Pets Hide Their Painful Toothaches

Dogs hide their tooth painBy Donnell Hansen, DVM, DAVDC

Did you know, most pets do not show signs of oral pain, and indeed, continue eating even when a painful dental problem exists? Many families who come to visit me comment on how they do not think anything is wrong with their beloved four-legged friend. They often say, “But he is playing and has no problem chowing down his kibble!”

Consider this: When I was in college, I only chewed on the right side of my mouth for months. I was putting off getting a cavity filled, but wanted to continue to eat my favorite watermelon Laffy Taffy®. Even with my aching tooth, I still ate breakfast, went to class and laughed with my friends, similar to how dogs continue to eat and play outside, despite oral pain.

Dogs and cats are hardwired to hide their pain and weakness. It’s much easier to see your pet limping and realize he has a leg injury than it is to figure out dental pain is causing your cat to hide under the bed or your dog to be less tolerant of your kids. Other ways your pet may express pain include dropping food, chewing on one side, drooling or finicky eating. If your pet exhibits any worrisome behavior, it’s best to take her to your family veterinarian for an exam. Your pet’s doctor can determine if dental care is needed (and in some cases, refer you to a board-certified veterinary dentist for further care).

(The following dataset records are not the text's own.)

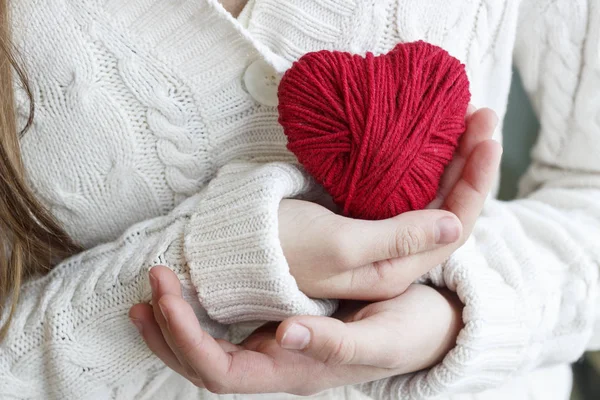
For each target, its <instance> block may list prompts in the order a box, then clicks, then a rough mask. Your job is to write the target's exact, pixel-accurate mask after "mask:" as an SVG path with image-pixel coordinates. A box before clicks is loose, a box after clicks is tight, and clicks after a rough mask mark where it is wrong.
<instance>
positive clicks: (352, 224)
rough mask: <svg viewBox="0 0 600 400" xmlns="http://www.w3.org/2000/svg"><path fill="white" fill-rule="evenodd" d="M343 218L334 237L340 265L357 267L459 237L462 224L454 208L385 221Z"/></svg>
mask: <svg viewBox="0 0 600 400" xmlns="http://www.w3.org/2000/svg"><path fill="white" fill-rule="evenodd" d="M338 218H340V219H342V221H340V226H341V227H342V229H339V230H338V234H336V235H333V236H332V237H330V241H334V242H337V243H331V247H330V248H332V249H337V251H339V252H340V253H341V254H339V261H340V262H338V263H336V264H338V265H341V266H342V268H343V269H345V270H347V269H354V268H358V267H361V266H364V265H368V264H371V263H375V262H378V261H382V260H389V259H394V258H400V257H407V256H411V255H415V254H419V253H423V252H426V251H429V250H434V249H437V248H440V247H443V246H446V245H448V244H451V243H454V242H456V241H458V240H459V239H460V237H461V235H462V224H461V222H460V220H459V219H458V218H457V217H456V216H455V215H454V214H452V213H451V212H448V211H442V210H419V211H410V212H406V213H403V214H400V215H398V216H396V217H394V218H390V219H386V220H381V221H365V220H354V219H350V218H344V217H338Z"/></svg>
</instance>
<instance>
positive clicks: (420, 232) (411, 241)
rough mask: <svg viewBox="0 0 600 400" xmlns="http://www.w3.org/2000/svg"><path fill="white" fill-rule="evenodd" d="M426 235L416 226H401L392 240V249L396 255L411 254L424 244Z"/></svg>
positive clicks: (421, 246) (422, 230)
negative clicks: (392, 240)
mask: <svg viewBox="0 0 600 400" xmlns="http://www.w3.org/2000/svg"><path fill="white" fill-rule="evenodd" d="M426 237H427V235H426V234H425V231H424V230H423V229H422V228H420V227H418V226H414V225H407V226H402V227H400V228H398V231H397V233H396V237H395V241H394V246H395V248H393V249H392V250H394V252H395V254H397V255H398V257H405V256H410V255H413V254H415V253H418V252H419V251H420V250H421V249H422V248H423V247H424V246H425V243H426V241H427V239H426Z"/></svg>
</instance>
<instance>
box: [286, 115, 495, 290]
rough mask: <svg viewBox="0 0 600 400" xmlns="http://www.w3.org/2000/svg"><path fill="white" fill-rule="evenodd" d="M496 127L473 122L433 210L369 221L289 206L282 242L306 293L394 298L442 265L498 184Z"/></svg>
mask: <svg viewBox="0 0 600 400" xmlns="http://www.w3.org/2000/svg"><path fill="white" fill-rule="evenodd" d="M497 121H498V119H497V117H496V115H495V114H494V112H493V111H491V110H488V109H482V110H479V111H477V112H475V113H474V114H471V113H470V114H469V115H468V116H467V126H468V129H467V132H466V133H465V134H464V136H463V139H462V140H461V144H460V147H459V149H458V151H457V155H456V157H455V159H454V160H453V161H452V163H451V164H450V166H449V167H448V168H447V170H446V174H445V175H444V178H443V180H442V182H441V189H440V195H439V198H438V199H436V200H435V201H434V202H433V203H432V204H431V206H430V207H429V209H427V210H421V211H413V212H408V213H404V214H401V215H399V216H397V217H394V218H391V219H388V220H383V221H364V220H355V219H350V218H345V217H342V216H339V215H337V214H334V213H333V212H331V211H329V210H328V209H326V208H324V207H322V206H320V205H317V204H314V203H309V202H305V201H299V200H284V201H283V202H282V203H281V207H280V211H279V232H280V233H279V236H280V239H281V245H282V247H283V250H284V254H285V256H286V259H287V261H288V264H289V266H290V272H291V274H292V275H293V276H294V277H295V279H296V281H297V283H298V286H299V288H300V290H302V291H303V292H304V293H305V294H306V295H308V296H310V297H315V298H337V299H354V300H383V299H389V298H392V297H395V296H397V295H399V294H400V293H402V292H404V291H405V290H406V288H407V287H408V286H409V285H410V284H411V283H413V282H414V281H415V280H416V279H418V278H419V277H420V276H422V275H424V274H425V273H427V272H428V271H429V270H430V269H432V268H434V267H435V266H436V265H438V264H440V263H442V262H444V261H445V260H446V259H447V258H448V257H449V256H450V255H451V254H452V253H453V252H454V251H455V250H456V249H457V248H458V247H460V246H461V245H462V244H463V243H464V241H465V240H466V239H467V238H468V237H469V235H470V234H471V230H472V228H473V225H474V223H475V220H476V219H477V217H478V216H479V213H480V212H481V209H482V207H483V203H484V201H485V198H486V196H487V194H488V192H489V190H490V187H491V186H492V184H493V182H494V178H495V175H496V172H497V170H498V165H499V161H500V154H501V149H500V145H499V144H498V143H496V142H494V141H492V140H490V139H491V137H492V135H493V133H494V129H495V127H496V125H497ZM440 207H441V208H443V209H444V210H447V211H442V210H438V209H436V208H440ZM438 224H439V225H438ZM461 227H462V229H461Z"/></svg>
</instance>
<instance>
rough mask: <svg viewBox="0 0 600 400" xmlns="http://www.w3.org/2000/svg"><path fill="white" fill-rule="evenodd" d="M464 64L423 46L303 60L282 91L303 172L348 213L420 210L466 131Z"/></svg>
mask: <svg viewBox="0 0 600 400" xmlns="http://www.w3.org/2000/svg"><path fill="white" fill-rule="evenodd" d="M470 97H471V96H470V92H469V81H468V78H467V75H466V72H465V68H464V65H462V64H461V63H460V61H458V60H457V59H455V58H454V57H452V56H450V55H449V54H448V52H446V51H445V50H443V49H441V48H439V47H437V46H434V45H431V44H428V43H425V42H415V43H408V44H399V45H398V46H396V47H395V48H394V49H393V50H392V51H390V52H389V53H388V54H385V55H382V56H378V57H375V56H373V54H371V53H367V55H366V57H365V58H363V57H361V56H358V55H352V54H349V53H342V52H330V51H319V52H314V53H308V54H306V55H304V56H303V57H302V58H300V60H298V61H297V62H295V63H294V65H293V66H292V68H291V69H289V70H288V71H287V72H286V73H285V75H284V76H283V78H282V80H281V84H280V86H279V122H280V123H281V125H282V126H283V128H284V131H285V134H286V135H287V138H288V149H289V150H290V151H292V152H293V153H294V154H295V155H296V157H297V158H298V161H299V162H300V163H301V164H302V165H303V166H304V168H305V169H306V170H307V171H308V172H309V173H310V174H311V175H312V176H313V177H314V178H315V179H316V180H317V181H318V182H319V183H321V184H322V185H323V186H324V188H325V189H326V190H327V191H328V192H329V194H331V196H332V197H333V200H334V201H335V202H336V203H337V204H338V205H339V206H340V207H342V209H343V210H344V213H345V214H346V215H349V216H352V217H355V218H364V219H384V218H389V217H392V216H395V215H398V214H400V213H402V212H405V211H409V210H416V209H422V208H424V207H425V206H426V205H427V204H428V203H430V202H431V201H432V200H433V199H434V198H435V196H436V193H437V190H438V186H439V182H440V179H441V176H442V174H443V172H444V169H445V167H446V166H447V165H448V164H449V163H450V161H451V160H452V157H453V155H454V152H455V149H456V146H457V145H458V139H459V137H460V136H461V135H462V133H464V131H465V129H466V127H465V114H466V111H467V107H468V105H469V101H470Z"/></svg>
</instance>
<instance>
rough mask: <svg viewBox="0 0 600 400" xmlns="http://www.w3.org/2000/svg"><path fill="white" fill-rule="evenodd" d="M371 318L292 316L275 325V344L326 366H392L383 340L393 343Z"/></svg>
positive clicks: (391, 352)
mask: <svg viewBox="0 0 600 400" xmlns="http://www.w3.org/2000/svg"><path fill="white" fill-rule="evenodd" d="M389 336H390V331H389V330H387V331H386V330H384V329H382V328H381V326H380V325H379V324H376V323H374V321H370V318H367V319H364V320H360V321H356V322H348V323H344V322H342V321H340V320H338V319H334V318H328V317H308V316H303V317H293V318H289V319H287V320H285V321H284V322H282V323H281V324H280V325H279V327H278V328H277V333H276V339H277V343H278V344H279V345H280V346H281V347H283V348H285V349H288V350H298V351H301V352H302V353H304V354H306V355H307V356H309V357H311V358H313V359H315V360H318V361H321V362H323V363H325V364H327V365H365V366H374V367H380V368H381V367H384V368H385V367H387V366H388V365H389V368H393V364H394V363H395V362H394V360H393V359H391V358H392V357H391V356H394V355H396V356H397V354H396V353H395V352H390V351H388V350H389V349H388V348H387V346H385V345H382V344H384V343H390V342H393V341H392V339H393V338H391V337H389Z"/></svg>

It is important to know, even if your pet seems to be doing great, an annual oral exam and dental cleaning is still indicated. We never know what we are going to find once we can really look at those teeth and take dental X-rays. Annual preventive care is more cost-effective and patient friendly than waiting until problems arise.

Like humans, dogs and cats are prone to conditions like periodontal disease and abscessed teeth. In addition, they can have painful malocclusions (a.k.a. bad bite). For example, sometimes a dog’s canine tooth – the one designed to grasp and rip tissue – can aim in the wrong direction and hit the roof of his mouth every time he closes his mouth or chews. Aside from the chronic pain of having a sharp object strike the palate, the long-term risk is the tooth will create an actual hole extending from the mouth to the nose.

It’s important not to delay dental care because not only is your pet in pain (regardless of his/her stoicism), but there is also mounting evidence in human healthcare that the condition of the mouth can have significant ramifications on the rest of the body. There are correlations linking dental disease with stroke, pancreatic cancer, premature births and more. In veterinary medicine we are seeing how good oral health can improve overall health (and most definitely, a better quality of life). Many families will notice a big difference in their pets after I have extracted an abscessed tooth or performed a root canal of their fractured canine tooth.

If you share your home with a four-legged friend, daily brushing (yes, you can brush most dog’s and cat’s teeth!) can make a big difference in their dental health. While you are in there, look for any growths, fractured teeth, discolored teeth, bad odor, gingivitis or reluctance to allow brushing in a particular area. If you notice these concerns, or any changing conditions, schedule an exam with your family veterinarian.

Just as you visit your dentist regularly , don’t forget to also schedule your pet’s annual oral exam and cleaning. And, don’t let the need for anesthesia stop you. We have made great strides in the safety of anesthesia. Your pet will thank you with fresh breath!